From d871c008fbf0832e502f8ae1367ecf8ab6796aa5 Mon Sep 17 00:00:00 2001
From: Ciro Santilli <ciro.santilli@gmail.com>
Date: Sat, 5 Aug 2017 21:18:57 +0100
Subject: [PATCH] devmem3

---
 buildroot_config_fragment     |  29 ++++++++++
 kernel_config_fragment        |   5 +-
 kernel_module/user/devmem3.c  | 103 ++++++++++++++++++++++++++++++++++
 kernel_module/user/uio_read.c |  30 ++++++++--
 qemu                          |   2 +-
 5 files changed, 161 insertions(+), 8 deletions(-)

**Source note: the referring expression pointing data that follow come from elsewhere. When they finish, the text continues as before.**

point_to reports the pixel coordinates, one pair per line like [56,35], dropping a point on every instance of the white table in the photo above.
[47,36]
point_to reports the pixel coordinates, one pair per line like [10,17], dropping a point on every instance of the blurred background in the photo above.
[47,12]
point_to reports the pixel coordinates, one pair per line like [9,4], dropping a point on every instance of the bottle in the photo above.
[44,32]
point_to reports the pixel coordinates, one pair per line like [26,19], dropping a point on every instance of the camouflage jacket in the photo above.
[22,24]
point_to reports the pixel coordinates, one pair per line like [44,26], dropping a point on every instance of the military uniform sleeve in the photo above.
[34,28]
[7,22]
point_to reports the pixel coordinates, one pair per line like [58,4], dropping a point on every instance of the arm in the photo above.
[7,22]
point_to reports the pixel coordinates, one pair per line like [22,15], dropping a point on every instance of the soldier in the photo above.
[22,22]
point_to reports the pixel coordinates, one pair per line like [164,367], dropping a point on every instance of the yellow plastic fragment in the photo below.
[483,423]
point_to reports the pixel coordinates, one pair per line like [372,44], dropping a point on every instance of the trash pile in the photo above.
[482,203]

 create mode 100644 kernel_module/user/devmem3.c

diff --git a/buildroot_config_fragment b/buildroot_config_fragment
index 153164d..598ed87 100644
--- a/buildroot_config_fragment
+++ b/buildroot_config_fragment
@@ -70,3 +70,32 @@ BR2_PACKAGE_HOST_DTC=y
 # TODO: have a look at: https://github.com/kaiwan/device-memory-readwrite
 #
 BR2_PACKAGE_DEVMEM2=y
+
+# Provides setpci and a lspci more advanced than Busybox's
+#
+# setpci can read and write to PCI configuration registers.
+#
+# Read is possible from Linux with:
+#
+#     hexdump /sys/bus/pci/devices/0000:00:05.0/config
+#
+# but setpci provies nice human readable register names, e.g.:
+#
+#     setpci --dumpregs
+#
+# then and then get the values with either bus or device id:
+#
+#     setpci -s 0000:00:05.0 BASE_ADDRESS_0
+#     setpci -d 1234:11e9 BASE_ADDRESS_0
+#
+# Note however that BASE_ADDRESS_0 also appears when you do:
+#
+#     lspci -v
+#
+# Then you can try messing with that address with:
+#
+#     devmem2 0xfeb52000 w 0x12345678
+#
+# which for our pci_min device fires interrupts.
+#
+BR2_PACKAGE_PCIUTILS=y
diff --git a/kernel_config_fragment b/kernel_config_fragment
index 41f5db1..5bfc604 100644
--- a/kernel_config_fragment
+++ b/kernel_config_fragment
@@ -138,11 +138,12 @@ CONFIG_ARM64_PTDUMP=y
 
 ## UIO
 
-# Userspace drivers.
+# Userspace drivers: allow you to handle IRQs and do memory IO from userland through a /dev file.
 #
 # Superseded by the more featureful VFIO.
 #
-# Documentation/DocBook/uio-howto.tmpl
+# Documentation/DocBook/uio-howto.tmpl contains actual userland examples
+# for the generic examples under drivers/uio
 #
 # UIO interface in a nutshell:
 #
diff --git a/kernel_module/user/devmem3.c b/kernel_module/user/devmem3.c
new file mode 100644
index 0000000..eb1d8e5
--- /dev/null
+++ b/kernel_module/user/devmem3.c
@@ -0,0 +1,103 @@
+/*
+Adapted from: http://free-electrons.com/pub/mirror/devmem2.c
+*/
+
+#include <stdio.h>
+#include <stdlib.h>
+#include <unistd.h>
+#include <string.h>
+#include <errno.h>
+#include <signal.h>
+#include <fcntl.h>
+#include <ctype.h>
+#include <termios.h>
+#include <sys/types.h>
+#include <sys/mman.h>
+#include <stdint.h>
+  
+#define FATAL do { fprintf(stderr, "Error at line %d, file %s (%d) [%s]\n", \
+  __LINE__, __FILE__, errno, strerror(errno)); exit(1); } while(0)
+ 
+#define MAP_SIZE 4096UL
+#define MAP_MASK (MAP_SIZE - 1)
+
+int main(int argc, char **argv) {
+    int fd;
+    void *map_base, *virt_addr; 
+	uintmax_t read_result, writeval;
+	off_t target;
+	int access_type = 'w';
+	
+	if(argc < 2) {
+		fprintf(stderr, "\nUsage:\t%s { address } [ type [ data ] ]\n"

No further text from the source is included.